Loin du travail journalistique classique, Edouard Elias inscrit ce projet dans une démarche beaucoup plus large. Il a d’ailleurs photographié les deux camps. « Mon travail ce n’est pas de vous dire quoi penser mais de vous donner une idée de ce qui se passe », assure le photographe. « Si l’on comprend quelles sont les limites des différents services de communication, on peut sortir un travail encore plus fort que si l’on avait une totale liberté ».
Connaître ce qui a été fait
« C’est important de savoir ce qui a été fait et pourquoi». Edouard parcourt du regard les rayons de sa bibliothèque. « Tout ne me plaît pas ici, i y a des types de photographies que je préfère. Mais ce qui est essentiel c’est comprendre les représentations sociales, comment on va parler des gens. Et puis, il faut voir les photographies dans un livre, il y a une véritable volonté de la part du photographe », précise-t-il.
Edouard Elias prend la métaphore du langage pour expliquer que la richesse du vocabulaire est fondamentale pour être livre de s’exprimer largement : « en photographie c’est la même chose : si l’on ne connaît que trois photographes, on va être très vite limité psychologiquement dans nos choix », explique le photographe.

Son dernier travail en Ukraine a fait l’objet d’un livre. « Voilà quelques temps que je collabore avec Fanny Boucher, maître d’art en héliogravure. « J’espérais le mettre au musée et en l’occurrence ce travail fait partie de l’acquisition du Musée des Armées. La photographie, c’est de la matière», assure le reporter.
Le coffret du livre est en acier. Dans son ouvrage Kaputt, Curzio Malaparte raconte l’affrontement entre les troupes allemandes et roumaines et les forces russes lors de la seconde guerre mondiale. Il compare l’odeur des charognes de chevaux à celle des carcasses de char pour parler de l’avènement de la guerre mécanisée.
Le photographe poursuit : « L’idée est là : d’une carcasse d’acier, on en extrait un livre relié en cuir de Russie (qui est une méthode de tannage très particulière). Comme on ne choisit pas de quel côté on est dans une guerre et que je ne voulais pas qu’il y a un coté avant l’autre, on peut l’ouvrir des deux côtés ».

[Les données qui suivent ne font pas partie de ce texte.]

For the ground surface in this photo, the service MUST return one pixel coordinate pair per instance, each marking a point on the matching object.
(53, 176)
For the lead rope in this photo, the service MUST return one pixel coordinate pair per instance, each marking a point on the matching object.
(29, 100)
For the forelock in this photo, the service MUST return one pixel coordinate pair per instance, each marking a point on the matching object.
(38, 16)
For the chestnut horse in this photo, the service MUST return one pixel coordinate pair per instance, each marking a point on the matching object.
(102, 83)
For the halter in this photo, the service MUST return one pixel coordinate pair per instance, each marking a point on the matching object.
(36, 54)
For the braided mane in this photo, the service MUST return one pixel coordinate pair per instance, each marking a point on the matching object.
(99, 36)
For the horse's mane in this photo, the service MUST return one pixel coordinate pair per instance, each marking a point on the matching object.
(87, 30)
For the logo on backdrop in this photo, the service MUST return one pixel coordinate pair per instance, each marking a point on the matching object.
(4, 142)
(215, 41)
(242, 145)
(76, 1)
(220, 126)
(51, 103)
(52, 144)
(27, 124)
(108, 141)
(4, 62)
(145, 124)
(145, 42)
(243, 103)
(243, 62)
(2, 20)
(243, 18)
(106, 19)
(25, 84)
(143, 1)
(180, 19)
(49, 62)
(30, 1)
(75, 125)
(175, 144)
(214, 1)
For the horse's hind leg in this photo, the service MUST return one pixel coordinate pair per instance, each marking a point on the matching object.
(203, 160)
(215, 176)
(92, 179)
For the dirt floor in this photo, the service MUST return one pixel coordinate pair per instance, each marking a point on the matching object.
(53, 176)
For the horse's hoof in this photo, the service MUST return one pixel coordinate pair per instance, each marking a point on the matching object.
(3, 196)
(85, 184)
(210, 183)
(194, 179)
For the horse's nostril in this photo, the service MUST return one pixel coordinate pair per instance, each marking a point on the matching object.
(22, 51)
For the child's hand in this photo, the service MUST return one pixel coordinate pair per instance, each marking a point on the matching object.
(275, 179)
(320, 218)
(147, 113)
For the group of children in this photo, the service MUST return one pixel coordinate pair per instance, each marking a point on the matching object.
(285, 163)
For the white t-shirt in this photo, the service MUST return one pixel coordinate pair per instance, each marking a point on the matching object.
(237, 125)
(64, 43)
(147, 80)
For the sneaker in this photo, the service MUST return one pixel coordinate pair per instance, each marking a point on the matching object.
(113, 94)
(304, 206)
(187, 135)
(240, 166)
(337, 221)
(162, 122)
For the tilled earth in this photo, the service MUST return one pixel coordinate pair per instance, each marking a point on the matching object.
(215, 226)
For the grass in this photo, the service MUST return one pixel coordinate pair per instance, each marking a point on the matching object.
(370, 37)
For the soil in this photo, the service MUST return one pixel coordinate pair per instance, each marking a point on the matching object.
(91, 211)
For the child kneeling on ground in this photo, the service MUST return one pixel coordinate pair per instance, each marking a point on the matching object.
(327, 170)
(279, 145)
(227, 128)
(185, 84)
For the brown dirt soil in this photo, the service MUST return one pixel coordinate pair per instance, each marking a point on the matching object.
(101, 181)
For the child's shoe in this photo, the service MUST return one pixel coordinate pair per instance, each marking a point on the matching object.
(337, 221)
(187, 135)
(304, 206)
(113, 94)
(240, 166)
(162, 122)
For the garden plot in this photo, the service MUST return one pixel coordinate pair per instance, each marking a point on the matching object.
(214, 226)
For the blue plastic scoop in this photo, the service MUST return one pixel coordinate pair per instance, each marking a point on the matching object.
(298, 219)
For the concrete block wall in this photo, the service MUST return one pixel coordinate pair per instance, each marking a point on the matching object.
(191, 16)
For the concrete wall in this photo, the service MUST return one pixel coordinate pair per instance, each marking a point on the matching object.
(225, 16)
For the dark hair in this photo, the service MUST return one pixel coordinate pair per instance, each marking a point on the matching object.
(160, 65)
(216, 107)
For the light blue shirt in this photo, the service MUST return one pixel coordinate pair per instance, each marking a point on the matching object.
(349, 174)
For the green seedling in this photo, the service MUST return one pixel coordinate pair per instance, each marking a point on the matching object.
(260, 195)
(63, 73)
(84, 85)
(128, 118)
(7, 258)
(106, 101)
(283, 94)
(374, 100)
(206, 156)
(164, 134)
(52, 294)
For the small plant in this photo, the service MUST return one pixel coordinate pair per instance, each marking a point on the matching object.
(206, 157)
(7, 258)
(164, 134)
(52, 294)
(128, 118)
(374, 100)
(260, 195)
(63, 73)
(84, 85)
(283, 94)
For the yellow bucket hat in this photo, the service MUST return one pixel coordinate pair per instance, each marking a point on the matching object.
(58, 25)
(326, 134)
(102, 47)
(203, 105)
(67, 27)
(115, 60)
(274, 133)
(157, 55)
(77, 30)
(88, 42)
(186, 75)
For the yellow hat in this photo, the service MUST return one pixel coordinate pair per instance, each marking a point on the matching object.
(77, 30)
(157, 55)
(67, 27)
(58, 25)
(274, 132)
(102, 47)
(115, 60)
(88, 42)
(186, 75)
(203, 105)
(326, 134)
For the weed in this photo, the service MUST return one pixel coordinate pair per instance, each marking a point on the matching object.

C’est un livre en 15 exemplaires, vendu à des institutions et des collectionneurs. Cet ouvrage mêle texte et photographies, imprimées en héliogravure. Il s’agit d’un procédé du premier procédé photomécanique de photo-impression. On ne parle pas de tirages mais d’estampes, gravées à partir de matrices en cuivre.
« C’est la découverte du travail de Fanny qui m’a fait prendre conscience que la photographie ce n’est que 50% du travail final. Le reste vient de l’artisan qui va l’imprimer. J’ai réalisé que l’objet photographique était tout aussi important que la prise de vue », confie l’artiste.
Edouard Elias revient sur le risque qu’il a pris pour « laisser place à la matière » comme il dit. « J’ai dû calmer le rythme des commandes avec la presse pour me laisser le temps d’expérimenter. J’ai eu peur mais j’ai pu bâtir un modèle économique qui m’a permis de dépasser l’effondrement de la presse », souligne Edouard Elias.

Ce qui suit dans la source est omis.